L'Ucraina prende tempo, e il premier Shmyhal spiega che il governo terrà oggi consultazioni con i capigruppo e la leadership della Verkhovna Rada per discutere i nuovi dettagli dell'accordo. «Sarà un'intesa di partnership assoluta - dichiara - e il fondo di investimento gestito e finanziato in modo paritario per un periodo di dieci anni». Nell'ombra lavorano i negoziatori.

Terre rare a parte, la miccia dei botta e risposta è stata accesa dal portavoce del Cremlino Dmitri Peskov, convinto che la Russia deve «vincere» in Ucraina e consolidare le posizioni in Crimea e nei territori occupati. Peskov fa leva sul fatto che gli scenari sono completamente diversi rispetto al marzo 2022, poi smorza gli entusiasmi degli Usa «che vogliono un successo rapido nei negoziati, ma le cause di fondo del conflitto sono troppo complesse per essere risolte in un giorno». Il Segretario di Stato Usa Marco Rubio non è dello stesso avviso e tuona: «Siamo arrivati al punto in cui sono necessarie proposte concrete su come porre fine al conflitto da parte dei due Paesi. Senza progressi nelle trattative ci faremo da parte».

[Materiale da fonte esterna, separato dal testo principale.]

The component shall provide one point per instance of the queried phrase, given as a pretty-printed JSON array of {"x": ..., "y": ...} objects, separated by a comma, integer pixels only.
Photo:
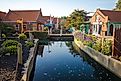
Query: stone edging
[{"x": 109, "y": 63}]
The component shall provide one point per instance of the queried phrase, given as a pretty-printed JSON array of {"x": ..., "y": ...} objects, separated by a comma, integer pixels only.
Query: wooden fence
[{"x": 117, "y": 42}]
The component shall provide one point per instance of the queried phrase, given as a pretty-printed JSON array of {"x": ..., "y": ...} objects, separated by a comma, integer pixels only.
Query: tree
[
  {"x": 77, "y": 17},
  {"x": 118, "y": 5}
]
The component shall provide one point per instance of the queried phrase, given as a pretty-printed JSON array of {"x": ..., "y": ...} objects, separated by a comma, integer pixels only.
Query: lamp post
[{"x": 20, "y": 21}]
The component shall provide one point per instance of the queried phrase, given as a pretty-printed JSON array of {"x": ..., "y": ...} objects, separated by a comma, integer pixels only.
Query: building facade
[
  {"x": 24, "y": 20},
  {"x": 104, "y": 21}
]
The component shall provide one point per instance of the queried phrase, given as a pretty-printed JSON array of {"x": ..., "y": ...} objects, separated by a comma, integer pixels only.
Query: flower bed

Mosca fa anche sapere che se dovesse saltare il banco, è pronta a una mobilitazione di massa come per la Seconda guerra mondiale. Le autorità russe reclutano ogni mese circa 40mila persone e sono in grado di mobilitare fino a 5 milioni di riservisti addestrati.

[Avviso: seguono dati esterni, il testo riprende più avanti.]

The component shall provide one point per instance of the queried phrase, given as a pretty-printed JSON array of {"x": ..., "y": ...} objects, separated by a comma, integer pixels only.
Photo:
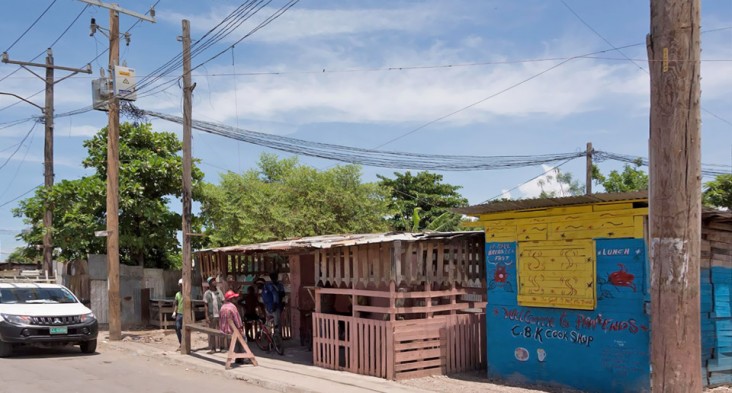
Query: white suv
[{"x": 44, "y": 314}]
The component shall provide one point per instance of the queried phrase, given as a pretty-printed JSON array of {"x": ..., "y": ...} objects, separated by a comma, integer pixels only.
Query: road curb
[{"x": 154, "y": 353}]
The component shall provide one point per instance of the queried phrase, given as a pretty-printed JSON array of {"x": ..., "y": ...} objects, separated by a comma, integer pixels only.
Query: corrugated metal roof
[
  {"x": 328, "y": 241},
  {"x": 544, "y": 203}
]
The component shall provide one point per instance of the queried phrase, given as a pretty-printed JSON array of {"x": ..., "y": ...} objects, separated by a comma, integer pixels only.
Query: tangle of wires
[
  {"x": 369, "y": 157},
  {"x": 147, "y": 85}
]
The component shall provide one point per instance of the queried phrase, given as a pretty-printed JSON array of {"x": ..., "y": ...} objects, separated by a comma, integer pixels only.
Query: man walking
[
  {"x": 178, "y": 312},
  {"x": 213, "y": 300},
  {"x": 229, "y": 312}
]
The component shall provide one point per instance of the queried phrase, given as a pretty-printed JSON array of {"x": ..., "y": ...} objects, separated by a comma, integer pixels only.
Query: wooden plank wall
[
  {"x": 332, "y": 341},
  {"x": 443, "y": 262},
  {"x": 400, "y": 349},
  {"x": 214, "y": 263},
  {"x": 419, "y": 348},
  {"x": 716, "y": 302}
]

Tuttavia le possibilità di congelare la guerra esistono, e il rappresentante del Cremlino all'Onu, Vasily Nebenzia, riferisce che «Mosca è pronta ad avviare colloqui diretti con Kiev se il governo ucraino accetterà la proposta di una tregua tra l'8 e l'11 maggio». Gli risponde il ministro degli Esteri ucraino Andriy Sybiha: «Non bastano tre giorni, serve almeno un mese». Sulle intenzioni di Mosca appare scettico il comandante delle armate ucraine Oleksandr Syrskyi, poiché «i russi stanno aumentando l'intensità dei combattimenti». Le truppe di Valerji Gerasimov sono a un passo dallo sfondare nel Dnipropetrovsk. Vladimir Putin si sente nel giusto, ribadendo che «la Russia si trova a dover contrastare la distruttiva diffusione di neonazismo e russofobia», poi aggiunge: «I rapporti con l'Europa saranno ripristinati». Putin rivela anche che cittadini francesi combattono al fianco di Mosca e che ci sarebbero «parecchi soldati ucraini intrappolati nel Kursk».

Volodymyr Zelensky intanto denuncia gli attacchi martellanti. «Circa 400 droni sono stati lanciati dall'inizio della settimana».

Il presidente ucraino chiede a Usa e Europa di fare pressione su Mosca «per fermare il massacro e per una pace giusta senza regalare territori».

Nel frattempo il ceo della società statale Rosatom, Aleksei Likhachev, ha dichiarato che la Russia è pronta a discutere della presenza Usa nella centrale nucleare di Zaporizhzhia se verrà presa una decisione politica.